FIGS. 5 through 7 disclose an alternative embodiment of a bell cup 100 having a deflector 110. This bell cup 100 provides only two flow deviations between the central axial opening 112 and the spray edge 132. The conical portion 130 of the overflow surface extends directly from the central axial opening 112 to the spray edge 132. Thus, the overflow surface 126 does not include a perpendicular portion (like perpendicular portion 28 of FIG. 2). This further improves the laminar flow of the paint and reduces further the particle size deviation. The deflector 110 includes a generally conical rear surface 144 which extends to a generally rounded central rear surface 142, thus reducing the flow deviation for the paint. A passageway 150 leads through the deflector 110 and includes four diverging tubular passageways 151. Alternatively, the passageways 151 may converge. The bell cup 100 can also be mounted on atomizer 20 of FIG. 1 in place of bell cup 22.

FIGS. 1-7 are scale drawings.

FIG. 8 illustrates one potential layout of a paint spray zone 150 for applying a basecoat to a vehicle body 152 utilizing the atomizer 20 of the present invention shown in FIGS. 1-7. The vehicle body 152 travels in the direction 154 through the zone 150 while atomizers 20 apply basecoat paint. The zone 150 is a two-pass, thirteen-bell zone which would apply basecoat with good color matching with the efficiency of rotary atomizers. In known systems, the basecoat would be applied by nine rotary atomizers and six air atomizers. The length of the zone 150 could be reduced to approximately thirty feet, compared to forty-five feet for the known basecoat zones. In the zone 150, an overhead machine 156 includes two atomizers 20 and applies a first coat to the center of the horizontal surfaces. A pair of side machines 158 preferably each oscillate an atomizer 20 the full length of the doors of the vehicle 152 on the first pass. A pair of side machines 160 each include a pair of vertically and horizontally offset atomizers each mounted on arms 161. A first arm 161 a provides three axes of motion to contour the pillars and paint the edge of the hood and trunk. The second arm 161 b is fixed with pivot and horizontal capp. to process the rocker. A pair of side machines 162 provide a second pass on the doors of the vehicle 152. A second overhead machine 164 includes three atomizers 20 to provide a second pass on the horizontal surfaces.

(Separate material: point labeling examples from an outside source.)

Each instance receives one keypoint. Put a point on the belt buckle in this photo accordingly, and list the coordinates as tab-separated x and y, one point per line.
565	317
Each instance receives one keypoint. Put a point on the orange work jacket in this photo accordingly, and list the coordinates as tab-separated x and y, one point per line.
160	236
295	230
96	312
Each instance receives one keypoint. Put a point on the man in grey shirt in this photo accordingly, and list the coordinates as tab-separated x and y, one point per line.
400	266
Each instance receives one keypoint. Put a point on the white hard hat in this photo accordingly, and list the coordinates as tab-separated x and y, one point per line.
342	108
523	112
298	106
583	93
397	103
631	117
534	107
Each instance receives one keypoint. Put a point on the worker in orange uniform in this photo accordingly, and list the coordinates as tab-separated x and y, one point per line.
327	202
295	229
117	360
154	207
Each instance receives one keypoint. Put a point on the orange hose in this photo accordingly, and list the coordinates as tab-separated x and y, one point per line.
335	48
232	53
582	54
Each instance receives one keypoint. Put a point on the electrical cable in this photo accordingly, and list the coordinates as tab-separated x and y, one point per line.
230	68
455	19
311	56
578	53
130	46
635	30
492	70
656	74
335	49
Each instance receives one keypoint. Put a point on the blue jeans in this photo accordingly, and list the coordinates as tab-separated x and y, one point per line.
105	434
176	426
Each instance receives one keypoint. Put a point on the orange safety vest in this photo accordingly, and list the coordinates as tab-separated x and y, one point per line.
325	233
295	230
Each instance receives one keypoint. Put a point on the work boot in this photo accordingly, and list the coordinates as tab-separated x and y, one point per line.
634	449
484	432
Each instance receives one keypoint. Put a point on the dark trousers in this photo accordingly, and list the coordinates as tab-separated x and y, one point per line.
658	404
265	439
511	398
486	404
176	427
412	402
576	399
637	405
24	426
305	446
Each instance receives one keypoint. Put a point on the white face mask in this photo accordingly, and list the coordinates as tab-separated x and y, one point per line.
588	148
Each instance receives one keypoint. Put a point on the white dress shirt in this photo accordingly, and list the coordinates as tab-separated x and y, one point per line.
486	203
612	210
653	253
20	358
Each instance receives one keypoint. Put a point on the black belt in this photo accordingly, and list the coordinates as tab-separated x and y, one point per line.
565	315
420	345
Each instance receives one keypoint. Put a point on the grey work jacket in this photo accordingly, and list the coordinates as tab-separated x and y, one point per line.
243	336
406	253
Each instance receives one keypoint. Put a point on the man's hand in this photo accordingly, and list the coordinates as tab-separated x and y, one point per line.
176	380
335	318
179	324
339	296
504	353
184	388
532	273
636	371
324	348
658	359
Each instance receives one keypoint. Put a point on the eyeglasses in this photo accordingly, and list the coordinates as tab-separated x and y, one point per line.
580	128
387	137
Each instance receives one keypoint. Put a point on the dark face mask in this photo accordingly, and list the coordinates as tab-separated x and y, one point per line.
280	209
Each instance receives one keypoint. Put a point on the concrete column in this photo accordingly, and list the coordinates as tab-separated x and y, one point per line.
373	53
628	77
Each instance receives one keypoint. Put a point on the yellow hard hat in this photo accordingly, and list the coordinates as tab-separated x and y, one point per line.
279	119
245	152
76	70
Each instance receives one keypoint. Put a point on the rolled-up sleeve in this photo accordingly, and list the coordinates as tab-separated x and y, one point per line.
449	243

An example will be given utilizing the inventive atomizer 20 of FIGS. 1-4 in the arrangement of FIG. 8 to spray BASF Prairie Tan Metallic Solvent based paint M6818A in a two-pass bell basecoat application with the following parameters: bell cup 22 rotation: 60,000 RPM; fluid flow: 200 cc/min on a first pass and 75 cc/min on a second pass; shaping air: 200 L/min on the first pass and 50 L/min on the second pass. Preferably, any resonant frequencies of the atomizer bearing are avoided. The atomizer 20 produces reduced droplet size deviation, typically 80% of the droplets will be within an 8-50 μm size deviation. With reduced size deviation, the other parameters: can be adjusted to ensure that the mica particles lie flat, thereby providing good color matching. Most preferably, the particle size deviation is reduced below 30 μm. The atomizer 20 produces improved color matching over previous bell zones. The colorimetry data for the example is: ΔL<2.0, ΔA<1.0 and ΔB<1.0. By providing good color matching with rotary atomizers rather than air atomizers, efficiency is greatly improved.

More generally, the bell speed rotation is preferably between 60,000 and 80,000 RPM. Also, the fluid flow of paint preferably does not exceed 250 ml/min.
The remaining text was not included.